You can also draw on comprehensive and collision coverage from the ridesharing companies, but only if you also have such coverage on your personal policy. Beware, though: Deductibles can be high, and the policies apply only once you’ve accepted a ride request or while you’re carrying passengers.
If you cause an accident during Period 1, you’ll need to file a claim with your insurance provider unless your state law or rideshare insurance policy specifies otherwise. If the claim is denied or you’re not fully reimbursed, coverage from Lyft and Uber will kick in. But ridesharing companies’ limits in these cases are relatively low — this is the “gap” that rideshare insurance from your personal carrier is designed to cover.
How to report an accident and file a claim
Call the police: Whether or not your accident happens while ridesharing, your first step should be to call the police. Depending on the type of accident and your rideshare company’s rules, you might have to provide your personal proof of insurance or the rideshare company’s certificate. Exchange information with the other driver as you normally would.

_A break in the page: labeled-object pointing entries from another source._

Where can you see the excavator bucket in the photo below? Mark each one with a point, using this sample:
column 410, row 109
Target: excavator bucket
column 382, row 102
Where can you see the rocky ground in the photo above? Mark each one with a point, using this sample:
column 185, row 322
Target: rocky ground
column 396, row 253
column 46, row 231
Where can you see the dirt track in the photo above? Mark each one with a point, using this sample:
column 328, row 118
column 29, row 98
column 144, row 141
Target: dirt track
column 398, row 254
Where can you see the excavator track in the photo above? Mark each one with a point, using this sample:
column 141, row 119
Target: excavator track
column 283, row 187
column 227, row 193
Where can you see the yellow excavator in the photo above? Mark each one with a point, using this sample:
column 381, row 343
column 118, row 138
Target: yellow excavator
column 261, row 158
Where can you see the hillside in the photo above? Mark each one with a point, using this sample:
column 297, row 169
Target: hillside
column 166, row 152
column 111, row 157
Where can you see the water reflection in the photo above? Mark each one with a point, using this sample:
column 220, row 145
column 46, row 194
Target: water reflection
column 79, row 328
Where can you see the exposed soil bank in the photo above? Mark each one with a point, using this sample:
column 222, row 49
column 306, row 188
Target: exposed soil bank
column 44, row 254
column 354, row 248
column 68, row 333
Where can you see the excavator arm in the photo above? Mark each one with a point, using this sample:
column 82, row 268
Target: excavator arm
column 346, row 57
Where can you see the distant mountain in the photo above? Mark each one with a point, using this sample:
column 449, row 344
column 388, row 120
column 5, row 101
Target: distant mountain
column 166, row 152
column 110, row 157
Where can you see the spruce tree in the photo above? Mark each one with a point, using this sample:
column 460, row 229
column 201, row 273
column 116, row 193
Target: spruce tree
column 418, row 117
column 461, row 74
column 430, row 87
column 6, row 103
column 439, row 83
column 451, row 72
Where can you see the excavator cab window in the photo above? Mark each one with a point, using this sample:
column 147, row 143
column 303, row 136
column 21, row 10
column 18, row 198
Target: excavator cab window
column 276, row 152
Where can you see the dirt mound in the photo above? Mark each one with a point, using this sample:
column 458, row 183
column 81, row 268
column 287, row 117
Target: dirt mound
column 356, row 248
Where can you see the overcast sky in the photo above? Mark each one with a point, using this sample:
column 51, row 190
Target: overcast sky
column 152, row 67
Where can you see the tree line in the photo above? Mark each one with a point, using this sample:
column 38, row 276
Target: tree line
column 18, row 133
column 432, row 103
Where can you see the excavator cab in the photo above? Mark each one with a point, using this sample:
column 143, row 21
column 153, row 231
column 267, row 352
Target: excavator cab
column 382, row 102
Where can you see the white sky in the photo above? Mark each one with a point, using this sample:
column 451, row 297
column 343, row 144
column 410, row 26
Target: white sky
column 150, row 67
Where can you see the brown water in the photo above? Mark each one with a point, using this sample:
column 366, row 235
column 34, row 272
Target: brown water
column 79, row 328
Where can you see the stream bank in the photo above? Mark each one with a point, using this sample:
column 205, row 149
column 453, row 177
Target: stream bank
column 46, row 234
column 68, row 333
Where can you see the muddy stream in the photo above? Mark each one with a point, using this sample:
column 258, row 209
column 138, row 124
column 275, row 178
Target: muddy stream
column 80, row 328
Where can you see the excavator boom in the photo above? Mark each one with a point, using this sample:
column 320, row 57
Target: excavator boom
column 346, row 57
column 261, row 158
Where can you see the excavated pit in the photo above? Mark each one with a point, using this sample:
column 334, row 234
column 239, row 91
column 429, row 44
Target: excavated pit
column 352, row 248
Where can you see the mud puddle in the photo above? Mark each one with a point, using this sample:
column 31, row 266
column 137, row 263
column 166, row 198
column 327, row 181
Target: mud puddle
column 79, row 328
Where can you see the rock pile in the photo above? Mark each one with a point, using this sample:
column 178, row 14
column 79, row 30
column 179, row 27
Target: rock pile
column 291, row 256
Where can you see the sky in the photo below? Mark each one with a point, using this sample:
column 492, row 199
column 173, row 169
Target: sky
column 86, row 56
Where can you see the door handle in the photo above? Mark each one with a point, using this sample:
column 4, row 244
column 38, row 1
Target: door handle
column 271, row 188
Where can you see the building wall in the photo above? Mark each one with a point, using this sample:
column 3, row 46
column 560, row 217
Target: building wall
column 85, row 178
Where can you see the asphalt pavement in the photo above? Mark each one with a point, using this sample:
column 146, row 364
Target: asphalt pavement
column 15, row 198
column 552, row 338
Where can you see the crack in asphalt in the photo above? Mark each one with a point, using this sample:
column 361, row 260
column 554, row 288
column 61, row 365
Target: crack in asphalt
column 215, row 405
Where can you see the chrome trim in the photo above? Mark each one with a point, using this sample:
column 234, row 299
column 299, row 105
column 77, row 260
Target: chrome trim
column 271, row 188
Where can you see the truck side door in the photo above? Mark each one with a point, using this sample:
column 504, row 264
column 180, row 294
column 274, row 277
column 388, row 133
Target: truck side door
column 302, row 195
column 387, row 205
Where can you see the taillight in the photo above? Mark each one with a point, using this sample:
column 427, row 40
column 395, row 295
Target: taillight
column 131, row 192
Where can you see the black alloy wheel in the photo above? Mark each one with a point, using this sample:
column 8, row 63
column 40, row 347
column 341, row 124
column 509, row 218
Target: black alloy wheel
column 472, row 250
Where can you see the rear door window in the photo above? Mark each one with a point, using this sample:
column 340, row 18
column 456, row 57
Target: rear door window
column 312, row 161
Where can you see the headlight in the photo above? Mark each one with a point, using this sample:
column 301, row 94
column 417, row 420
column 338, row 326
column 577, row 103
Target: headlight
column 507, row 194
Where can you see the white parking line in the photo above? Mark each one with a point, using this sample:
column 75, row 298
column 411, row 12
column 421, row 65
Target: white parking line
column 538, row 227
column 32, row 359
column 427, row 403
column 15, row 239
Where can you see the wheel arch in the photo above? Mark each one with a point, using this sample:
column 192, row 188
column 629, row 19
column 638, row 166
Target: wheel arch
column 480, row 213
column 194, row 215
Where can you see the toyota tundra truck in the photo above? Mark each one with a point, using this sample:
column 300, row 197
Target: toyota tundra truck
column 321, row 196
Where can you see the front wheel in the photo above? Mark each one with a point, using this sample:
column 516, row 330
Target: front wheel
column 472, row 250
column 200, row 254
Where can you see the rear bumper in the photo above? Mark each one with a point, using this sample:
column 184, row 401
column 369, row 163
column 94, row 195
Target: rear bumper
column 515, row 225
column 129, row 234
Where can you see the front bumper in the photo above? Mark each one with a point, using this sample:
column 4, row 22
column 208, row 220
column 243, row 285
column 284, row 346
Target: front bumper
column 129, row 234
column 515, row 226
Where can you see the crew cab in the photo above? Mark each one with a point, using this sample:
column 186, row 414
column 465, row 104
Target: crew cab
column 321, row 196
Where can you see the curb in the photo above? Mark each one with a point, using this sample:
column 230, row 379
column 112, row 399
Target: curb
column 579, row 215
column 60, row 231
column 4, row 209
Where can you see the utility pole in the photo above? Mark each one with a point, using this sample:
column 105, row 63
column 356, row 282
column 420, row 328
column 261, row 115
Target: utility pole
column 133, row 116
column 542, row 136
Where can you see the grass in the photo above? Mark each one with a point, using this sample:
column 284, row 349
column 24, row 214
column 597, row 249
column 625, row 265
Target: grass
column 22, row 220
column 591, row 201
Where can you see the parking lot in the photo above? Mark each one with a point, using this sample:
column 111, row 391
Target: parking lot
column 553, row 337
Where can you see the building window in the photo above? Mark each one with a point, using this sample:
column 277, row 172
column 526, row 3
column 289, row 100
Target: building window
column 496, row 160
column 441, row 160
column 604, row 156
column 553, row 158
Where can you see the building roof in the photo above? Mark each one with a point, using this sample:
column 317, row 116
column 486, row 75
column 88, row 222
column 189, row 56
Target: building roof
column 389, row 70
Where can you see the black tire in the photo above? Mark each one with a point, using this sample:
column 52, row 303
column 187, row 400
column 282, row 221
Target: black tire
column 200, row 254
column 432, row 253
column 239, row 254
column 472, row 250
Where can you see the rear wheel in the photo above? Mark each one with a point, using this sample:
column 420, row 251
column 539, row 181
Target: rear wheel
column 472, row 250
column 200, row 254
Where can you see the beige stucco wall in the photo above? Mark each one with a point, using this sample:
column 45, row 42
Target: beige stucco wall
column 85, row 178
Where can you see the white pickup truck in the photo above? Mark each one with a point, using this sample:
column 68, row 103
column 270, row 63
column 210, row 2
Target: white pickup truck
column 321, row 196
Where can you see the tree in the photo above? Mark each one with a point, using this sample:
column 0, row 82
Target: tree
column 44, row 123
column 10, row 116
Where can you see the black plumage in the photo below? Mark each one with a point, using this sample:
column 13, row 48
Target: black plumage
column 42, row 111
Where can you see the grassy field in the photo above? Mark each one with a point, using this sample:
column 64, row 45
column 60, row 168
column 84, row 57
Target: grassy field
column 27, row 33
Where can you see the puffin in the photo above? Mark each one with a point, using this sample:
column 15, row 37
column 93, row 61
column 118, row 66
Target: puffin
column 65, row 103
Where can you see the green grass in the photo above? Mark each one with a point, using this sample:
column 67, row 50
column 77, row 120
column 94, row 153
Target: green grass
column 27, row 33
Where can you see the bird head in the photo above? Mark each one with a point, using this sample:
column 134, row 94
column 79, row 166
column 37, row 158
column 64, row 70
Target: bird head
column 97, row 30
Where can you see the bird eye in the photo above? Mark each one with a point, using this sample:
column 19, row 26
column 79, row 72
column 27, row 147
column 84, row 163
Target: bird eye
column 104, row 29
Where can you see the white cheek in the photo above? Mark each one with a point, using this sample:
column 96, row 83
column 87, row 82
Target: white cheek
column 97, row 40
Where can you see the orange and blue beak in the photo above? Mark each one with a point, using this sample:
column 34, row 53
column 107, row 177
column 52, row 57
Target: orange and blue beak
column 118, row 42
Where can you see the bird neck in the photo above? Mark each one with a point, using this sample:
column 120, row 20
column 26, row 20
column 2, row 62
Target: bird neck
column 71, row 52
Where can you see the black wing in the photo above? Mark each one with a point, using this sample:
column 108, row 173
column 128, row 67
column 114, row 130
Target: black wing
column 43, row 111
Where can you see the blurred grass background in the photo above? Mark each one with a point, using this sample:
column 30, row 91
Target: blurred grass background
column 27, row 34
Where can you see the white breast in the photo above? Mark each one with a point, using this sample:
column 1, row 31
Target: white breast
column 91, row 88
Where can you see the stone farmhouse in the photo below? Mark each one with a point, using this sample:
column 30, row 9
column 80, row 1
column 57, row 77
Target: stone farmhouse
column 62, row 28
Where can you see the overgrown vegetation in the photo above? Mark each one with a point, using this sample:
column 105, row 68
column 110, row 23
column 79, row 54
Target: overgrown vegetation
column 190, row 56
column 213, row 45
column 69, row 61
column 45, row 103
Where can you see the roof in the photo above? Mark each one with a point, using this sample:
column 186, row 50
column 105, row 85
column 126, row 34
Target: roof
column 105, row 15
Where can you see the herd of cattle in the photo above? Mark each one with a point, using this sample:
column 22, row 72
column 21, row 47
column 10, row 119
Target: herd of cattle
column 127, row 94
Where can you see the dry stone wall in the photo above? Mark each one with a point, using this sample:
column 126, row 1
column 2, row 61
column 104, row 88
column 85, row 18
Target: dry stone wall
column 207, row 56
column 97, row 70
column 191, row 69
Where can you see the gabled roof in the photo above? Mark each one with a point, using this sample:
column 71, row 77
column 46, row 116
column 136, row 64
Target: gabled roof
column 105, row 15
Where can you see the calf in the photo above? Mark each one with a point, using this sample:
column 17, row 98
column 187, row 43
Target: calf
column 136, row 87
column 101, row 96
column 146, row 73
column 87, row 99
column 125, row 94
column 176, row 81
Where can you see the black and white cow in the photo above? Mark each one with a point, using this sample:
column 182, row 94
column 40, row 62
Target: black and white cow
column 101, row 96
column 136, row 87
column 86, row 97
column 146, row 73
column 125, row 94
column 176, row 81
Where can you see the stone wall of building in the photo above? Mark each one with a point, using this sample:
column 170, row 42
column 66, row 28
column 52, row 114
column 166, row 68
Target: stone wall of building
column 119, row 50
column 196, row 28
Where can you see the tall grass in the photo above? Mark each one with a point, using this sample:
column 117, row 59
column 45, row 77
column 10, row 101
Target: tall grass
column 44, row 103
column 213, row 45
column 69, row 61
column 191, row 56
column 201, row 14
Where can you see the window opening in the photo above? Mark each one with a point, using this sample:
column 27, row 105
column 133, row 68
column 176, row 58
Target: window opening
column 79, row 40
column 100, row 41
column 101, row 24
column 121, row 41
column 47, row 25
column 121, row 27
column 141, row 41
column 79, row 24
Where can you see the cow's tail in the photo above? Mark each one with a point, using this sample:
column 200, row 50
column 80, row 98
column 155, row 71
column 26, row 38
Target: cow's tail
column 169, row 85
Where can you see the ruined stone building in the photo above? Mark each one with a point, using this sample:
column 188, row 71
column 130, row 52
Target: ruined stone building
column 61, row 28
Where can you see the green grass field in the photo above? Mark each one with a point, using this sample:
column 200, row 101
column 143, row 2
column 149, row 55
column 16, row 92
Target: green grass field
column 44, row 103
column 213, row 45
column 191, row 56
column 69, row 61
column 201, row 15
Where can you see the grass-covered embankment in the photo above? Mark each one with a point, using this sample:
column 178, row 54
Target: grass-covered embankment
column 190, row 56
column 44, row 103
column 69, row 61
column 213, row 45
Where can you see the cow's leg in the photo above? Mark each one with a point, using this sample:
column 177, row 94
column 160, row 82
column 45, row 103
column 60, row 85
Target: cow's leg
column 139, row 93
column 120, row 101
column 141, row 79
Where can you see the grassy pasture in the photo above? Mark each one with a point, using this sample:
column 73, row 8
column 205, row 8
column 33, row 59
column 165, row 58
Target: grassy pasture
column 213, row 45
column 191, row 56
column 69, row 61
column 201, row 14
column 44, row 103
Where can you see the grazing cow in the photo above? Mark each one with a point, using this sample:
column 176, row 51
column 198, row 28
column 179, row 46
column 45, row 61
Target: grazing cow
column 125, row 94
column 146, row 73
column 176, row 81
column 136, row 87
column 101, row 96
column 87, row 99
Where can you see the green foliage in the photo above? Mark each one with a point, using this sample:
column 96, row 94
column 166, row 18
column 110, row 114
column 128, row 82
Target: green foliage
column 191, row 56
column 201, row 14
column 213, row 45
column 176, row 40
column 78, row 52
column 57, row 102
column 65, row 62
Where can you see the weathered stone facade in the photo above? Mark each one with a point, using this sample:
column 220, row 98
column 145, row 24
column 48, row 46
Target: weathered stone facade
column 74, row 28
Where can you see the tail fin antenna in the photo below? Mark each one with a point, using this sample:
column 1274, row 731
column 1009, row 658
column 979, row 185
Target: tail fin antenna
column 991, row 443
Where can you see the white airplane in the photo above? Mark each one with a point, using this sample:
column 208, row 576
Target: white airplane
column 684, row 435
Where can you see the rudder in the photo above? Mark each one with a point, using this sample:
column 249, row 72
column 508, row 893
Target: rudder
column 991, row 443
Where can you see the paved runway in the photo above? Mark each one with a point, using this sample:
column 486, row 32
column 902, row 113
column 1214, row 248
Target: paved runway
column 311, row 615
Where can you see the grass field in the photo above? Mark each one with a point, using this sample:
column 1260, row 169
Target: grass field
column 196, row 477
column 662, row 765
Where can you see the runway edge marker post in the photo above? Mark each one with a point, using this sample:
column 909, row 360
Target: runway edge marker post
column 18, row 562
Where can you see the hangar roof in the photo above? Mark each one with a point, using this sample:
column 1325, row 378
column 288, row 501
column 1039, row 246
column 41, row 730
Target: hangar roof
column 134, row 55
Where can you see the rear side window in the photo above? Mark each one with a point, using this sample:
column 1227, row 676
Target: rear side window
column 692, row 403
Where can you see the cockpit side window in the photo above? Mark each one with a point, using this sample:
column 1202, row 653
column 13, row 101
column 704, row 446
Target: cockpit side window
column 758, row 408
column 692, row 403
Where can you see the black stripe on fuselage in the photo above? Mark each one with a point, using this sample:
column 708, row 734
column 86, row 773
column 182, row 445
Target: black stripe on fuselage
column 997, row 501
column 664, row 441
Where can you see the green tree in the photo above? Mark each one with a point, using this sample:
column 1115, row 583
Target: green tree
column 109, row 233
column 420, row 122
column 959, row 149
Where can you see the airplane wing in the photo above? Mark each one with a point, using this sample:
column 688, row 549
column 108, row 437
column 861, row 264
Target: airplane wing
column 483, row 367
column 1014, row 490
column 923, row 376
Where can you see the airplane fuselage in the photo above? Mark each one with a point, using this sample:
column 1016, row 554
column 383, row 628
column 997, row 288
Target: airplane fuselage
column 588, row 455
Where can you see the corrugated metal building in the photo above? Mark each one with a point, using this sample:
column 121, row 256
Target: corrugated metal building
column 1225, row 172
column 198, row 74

How to file: Next, if you need to, file a claim with your personal insurer. Even if you can rely on the rideshare company to cover your damage, your personal insurer will want to know about any accidents. This can put drivers who haven’t been honest about their driving status in a tough situation: If you chose not to tell your insurer, you risk being dropped. You should notify your ridesharing company as well. If you can take advantage of the company’s coverage, a rep can help you start the claims process.